Au souffle de Rousseau, la femme se réveille. Un frémissement passe dans le plus secret de son être. Elle vibre à des sensations, à des émotions, à mille pensées qui la troublent. Elle renaît à des tendresses et à des voluptés qui pénètrent jusqu'à sa conscience: son imagination afflue à son cœur. Et l'amour lui apparaît comme un sentiment nouveau, ressuscité, sanctifié. A l'amour de galanterie, à l'amour léger et brillant du dix-huitième siècle, succède la possession, le ravissement de l'amour. Ce n'est plus un caprice s'amusant d'un goût, c'est un enthousiasme mêlé d'une folie presque religieuse. L'amour devient passion et n'est plus que passion. Il prend une langue de flamme, un accent qui touche au ton de l'hymne. Voyant son objet parfait, il en fait son idole, il le place dans le ciel. Il flotte dans mille images et dans mille idées divines: le paradis, les anges, les vertus des saints, les délices du céleste séjour. Il écrit à genoux sur un papier baigné de pleurs. Il s'exalte par le combat du remords, par l'enivrement de la faute. Il s'ennoblit par le sacrifice, il se purifie par l'expiation, il efface la faiblesse par le devoir. Il est son absolution à lui-même, une vertu dispensant de toutes les autres, qui sauve dans les plus grands entraînements l'âme de la femme de la dégradation de son corps, en lui laissant le goût, l'appétit ou le regret de l'Honnête et du Beau. Délire sacré! idéal plein de tentations, auquel la Nouvelle Héloïse convie tous les sens de l'âme de la femme, ses facultés, ses aspirations, dans des pages qui tremblent comme le premier baiser de Julie, et percent et brûlent, comme lui, jusqu'à la moelle!

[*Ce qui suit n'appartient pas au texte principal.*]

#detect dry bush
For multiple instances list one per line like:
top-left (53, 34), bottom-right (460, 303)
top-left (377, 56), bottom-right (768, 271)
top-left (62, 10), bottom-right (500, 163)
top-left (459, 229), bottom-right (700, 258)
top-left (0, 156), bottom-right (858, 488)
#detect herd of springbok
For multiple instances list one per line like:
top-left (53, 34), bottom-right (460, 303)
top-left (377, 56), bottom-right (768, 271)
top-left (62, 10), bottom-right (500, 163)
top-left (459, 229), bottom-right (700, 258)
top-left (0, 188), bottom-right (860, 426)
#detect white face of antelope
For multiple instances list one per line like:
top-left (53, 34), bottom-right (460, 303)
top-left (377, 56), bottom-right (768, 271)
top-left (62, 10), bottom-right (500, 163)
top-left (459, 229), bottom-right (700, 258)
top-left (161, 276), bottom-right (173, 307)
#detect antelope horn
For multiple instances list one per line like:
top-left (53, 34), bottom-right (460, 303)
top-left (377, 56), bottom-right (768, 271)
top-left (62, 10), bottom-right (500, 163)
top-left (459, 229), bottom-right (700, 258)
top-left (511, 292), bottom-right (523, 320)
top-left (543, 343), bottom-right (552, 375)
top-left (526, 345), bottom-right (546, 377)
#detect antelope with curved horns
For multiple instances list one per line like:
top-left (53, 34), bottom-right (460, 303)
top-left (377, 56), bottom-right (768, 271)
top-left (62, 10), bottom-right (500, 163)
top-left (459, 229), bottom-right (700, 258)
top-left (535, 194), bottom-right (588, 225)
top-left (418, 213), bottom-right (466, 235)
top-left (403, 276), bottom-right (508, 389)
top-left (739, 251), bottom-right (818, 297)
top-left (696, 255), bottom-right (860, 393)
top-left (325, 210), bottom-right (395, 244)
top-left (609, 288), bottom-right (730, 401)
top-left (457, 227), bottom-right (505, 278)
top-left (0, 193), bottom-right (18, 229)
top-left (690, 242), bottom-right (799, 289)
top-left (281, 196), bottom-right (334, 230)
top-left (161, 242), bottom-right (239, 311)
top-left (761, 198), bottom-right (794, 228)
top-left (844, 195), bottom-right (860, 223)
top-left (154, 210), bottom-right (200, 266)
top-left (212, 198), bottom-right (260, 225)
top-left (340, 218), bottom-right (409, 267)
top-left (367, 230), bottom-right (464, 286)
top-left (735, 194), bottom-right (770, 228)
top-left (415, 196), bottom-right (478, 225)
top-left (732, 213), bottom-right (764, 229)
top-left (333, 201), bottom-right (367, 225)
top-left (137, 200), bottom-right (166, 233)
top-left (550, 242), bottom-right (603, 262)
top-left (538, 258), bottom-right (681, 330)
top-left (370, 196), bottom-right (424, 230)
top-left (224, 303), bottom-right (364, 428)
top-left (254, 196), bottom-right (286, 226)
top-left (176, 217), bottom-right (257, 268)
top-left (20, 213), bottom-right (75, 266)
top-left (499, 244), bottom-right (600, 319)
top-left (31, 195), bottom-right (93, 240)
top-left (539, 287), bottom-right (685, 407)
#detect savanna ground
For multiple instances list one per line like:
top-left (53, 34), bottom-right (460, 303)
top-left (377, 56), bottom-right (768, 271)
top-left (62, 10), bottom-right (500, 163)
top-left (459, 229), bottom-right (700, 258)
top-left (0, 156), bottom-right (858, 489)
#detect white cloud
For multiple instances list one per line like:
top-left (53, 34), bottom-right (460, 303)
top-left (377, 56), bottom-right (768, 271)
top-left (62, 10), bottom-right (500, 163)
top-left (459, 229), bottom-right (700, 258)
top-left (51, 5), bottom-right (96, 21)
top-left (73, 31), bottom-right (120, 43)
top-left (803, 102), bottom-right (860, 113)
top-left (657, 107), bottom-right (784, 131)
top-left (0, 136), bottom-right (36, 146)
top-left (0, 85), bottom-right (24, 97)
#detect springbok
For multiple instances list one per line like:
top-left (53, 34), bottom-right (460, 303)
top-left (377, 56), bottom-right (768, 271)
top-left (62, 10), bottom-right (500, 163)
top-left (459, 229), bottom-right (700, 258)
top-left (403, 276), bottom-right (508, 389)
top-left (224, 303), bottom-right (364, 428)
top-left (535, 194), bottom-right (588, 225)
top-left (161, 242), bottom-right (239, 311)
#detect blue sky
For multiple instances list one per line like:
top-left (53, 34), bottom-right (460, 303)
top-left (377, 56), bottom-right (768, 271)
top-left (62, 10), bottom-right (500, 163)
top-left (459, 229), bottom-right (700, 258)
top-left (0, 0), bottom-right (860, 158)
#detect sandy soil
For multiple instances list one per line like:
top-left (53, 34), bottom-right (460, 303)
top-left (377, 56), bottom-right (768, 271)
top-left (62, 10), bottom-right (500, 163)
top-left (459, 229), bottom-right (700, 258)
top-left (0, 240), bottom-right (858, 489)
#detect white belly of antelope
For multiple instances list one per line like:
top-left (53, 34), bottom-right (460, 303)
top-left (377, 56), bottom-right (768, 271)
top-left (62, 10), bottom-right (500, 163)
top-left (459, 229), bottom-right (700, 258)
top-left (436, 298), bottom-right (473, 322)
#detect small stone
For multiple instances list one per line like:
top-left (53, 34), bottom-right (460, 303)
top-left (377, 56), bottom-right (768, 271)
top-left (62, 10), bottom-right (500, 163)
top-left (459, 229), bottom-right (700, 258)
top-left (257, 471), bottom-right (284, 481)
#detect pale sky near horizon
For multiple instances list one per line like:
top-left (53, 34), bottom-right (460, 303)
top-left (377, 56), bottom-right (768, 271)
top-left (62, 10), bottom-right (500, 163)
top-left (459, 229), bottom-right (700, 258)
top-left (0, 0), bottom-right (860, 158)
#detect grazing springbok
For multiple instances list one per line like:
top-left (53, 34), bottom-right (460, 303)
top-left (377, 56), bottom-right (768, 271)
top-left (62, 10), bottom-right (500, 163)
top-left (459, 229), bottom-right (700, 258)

Mais ce n'est pas assez de rendre à l'amour ce cœur de la femme «fondu et liquéfié[ [622]» au feu de ses romans: Rousseau le rend encore à la maternité. Il rapproche l'enfant du sein de la femme; il le lui fait nourrir du lait de son cœur; il le rattache une seconde fois à ses entrailles; et il apprend à la mère, comme a dit une femme, à retrouver dans cette petite créature serrée contre elle et qui lui réchauffait l'âme «une seconde jeunesse dont l'espérance recommence pour elle quand la première s'évanouit[ [623]». Rousseau fait plus: il révèle à la mère du dix-huitième siècle les devoirs et les douceurs de cette maternité morale qui est l'éducation. Il lui inspire l'idée de nourrir ses enfants de son esprit comme elle les a nourris de son corps, et de les voir grandir sous ses baisers. Du foyer, il fait une école.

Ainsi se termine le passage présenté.